The problem with nanny state governance isn’t just that it’s intrusive. It isn’t just that it stifles business with over-regulation, and it isn’t just that it empowers busybodies and costs money. It’s that it distracts government from the really big jobs that it ought to be doing.
Mayor Bloomberg has done an admirable job under great pressure as the city reels from Sandy’s attack. But an ounce of prevention beats a pound of cure. The city needed flood protection for its subways and electricity grid—and it didn’t get it. If the Mayor had spent less time and less of his political capital focusing on minutiae, this storm could have played out very differently.

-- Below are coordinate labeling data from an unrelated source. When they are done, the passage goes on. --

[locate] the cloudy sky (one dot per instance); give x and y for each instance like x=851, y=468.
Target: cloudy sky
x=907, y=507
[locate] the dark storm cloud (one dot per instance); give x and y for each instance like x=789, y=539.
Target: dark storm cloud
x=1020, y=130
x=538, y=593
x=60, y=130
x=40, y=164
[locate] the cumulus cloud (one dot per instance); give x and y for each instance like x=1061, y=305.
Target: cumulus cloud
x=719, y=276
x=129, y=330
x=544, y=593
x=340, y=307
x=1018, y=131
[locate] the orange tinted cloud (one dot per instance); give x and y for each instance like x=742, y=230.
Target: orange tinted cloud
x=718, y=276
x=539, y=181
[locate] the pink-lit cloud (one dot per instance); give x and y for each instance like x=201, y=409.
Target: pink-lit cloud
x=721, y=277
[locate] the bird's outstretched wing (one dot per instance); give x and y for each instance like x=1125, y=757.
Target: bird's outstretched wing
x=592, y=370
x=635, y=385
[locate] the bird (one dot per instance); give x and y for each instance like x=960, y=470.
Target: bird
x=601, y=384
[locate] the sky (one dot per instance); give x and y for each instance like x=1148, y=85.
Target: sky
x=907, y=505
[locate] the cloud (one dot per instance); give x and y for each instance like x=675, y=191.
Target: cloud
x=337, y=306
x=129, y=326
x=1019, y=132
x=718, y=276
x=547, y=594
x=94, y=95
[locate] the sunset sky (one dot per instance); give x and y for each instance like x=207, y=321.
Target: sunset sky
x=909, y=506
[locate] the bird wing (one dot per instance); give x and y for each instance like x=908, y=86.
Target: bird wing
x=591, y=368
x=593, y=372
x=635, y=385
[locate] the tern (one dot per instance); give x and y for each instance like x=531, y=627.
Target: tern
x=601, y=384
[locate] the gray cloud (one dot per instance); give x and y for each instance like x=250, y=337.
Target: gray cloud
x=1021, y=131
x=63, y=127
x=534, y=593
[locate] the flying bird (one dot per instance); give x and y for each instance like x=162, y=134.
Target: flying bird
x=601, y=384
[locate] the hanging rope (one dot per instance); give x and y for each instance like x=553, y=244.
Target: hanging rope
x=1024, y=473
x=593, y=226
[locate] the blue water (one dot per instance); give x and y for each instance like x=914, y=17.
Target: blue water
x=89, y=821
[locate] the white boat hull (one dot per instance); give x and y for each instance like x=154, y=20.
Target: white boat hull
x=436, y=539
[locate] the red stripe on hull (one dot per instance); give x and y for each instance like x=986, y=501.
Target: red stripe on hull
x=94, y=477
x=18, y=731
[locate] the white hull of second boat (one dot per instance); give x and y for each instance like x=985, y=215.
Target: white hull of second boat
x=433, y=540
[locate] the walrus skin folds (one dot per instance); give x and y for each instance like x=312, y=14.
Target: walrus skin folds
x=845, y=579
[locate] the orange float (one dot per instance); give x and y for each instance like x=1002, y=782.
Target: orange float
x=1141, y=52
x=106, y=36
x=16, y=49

In the wake of Hurricane Sandy, liberals are rushing to try to use the storm to show why bigger government is necessary while also falsely positing that if conservatives had their way there would no government resources available to deal with such serious situations. When it comes to government the choice isn’t between more and none. What conservatives want is government that’s capable and competent to do the things it should do and nothing more. Mead makes a great and underappreciated point that when the government engages in such activities as telling people how big their sodas are going to be it’s not only getting involved in areas that it shouldn’t, it’s diminishing its ability to do those things that it rightly should be doing.
An editorial in today’s WSJ also shows that the charge that Romney wants to do away with FEMA is a deceitful one
The rap on Mr. Romney seems to be that he once said emergency management could be done well and perhaps better at the state level, and he also endorsed Paul Ryan's House Republican budget.
Let's look at the record. Regarding the budget for FEMA (the Federal Emergency Management Agency), Mr. Obama's own fiscal 2013 budget sought $10.008 billion. That was a cut of $641.5 million, or 6.02%, from fiscal 2012. We couldn't find an apples-to-apples comparison in the Ryan budget resolution, because FEMA spending was part of a larger category and the Senate never did pass its budget. But if budget cuts to FEMA are the liberal standard, their beef is with Mr. Obama. By the way, Mr. Romney says he doesn't want to abolish FEMA.
None of which means that FEMA is above reform. Matt Mayer of the Heritage Foundation has found that annual FEMA disaster declarations have multiplied since the Clinton years and have reached a yearly average of 153 under Mr. Obama. That compares to 129.6 under George W. Bush, 89.5 under Mr. Clinton, and only 28 a year under Reagan. Mr. Mayer argues that taxpayers and storm victims would be better served if FEMA devoted itself to helping out in the biggest disasters, such as Sandy, and not dive in at every political request for assistance.
Again, when conservatives talk about reforming government, it doesn’t mean eliminating it entirely. It means defining the proper scope and scale of government activity which would allow it to focus on the things it should be doing and do them well. Conservatives want good government. Good doesn’t mean more.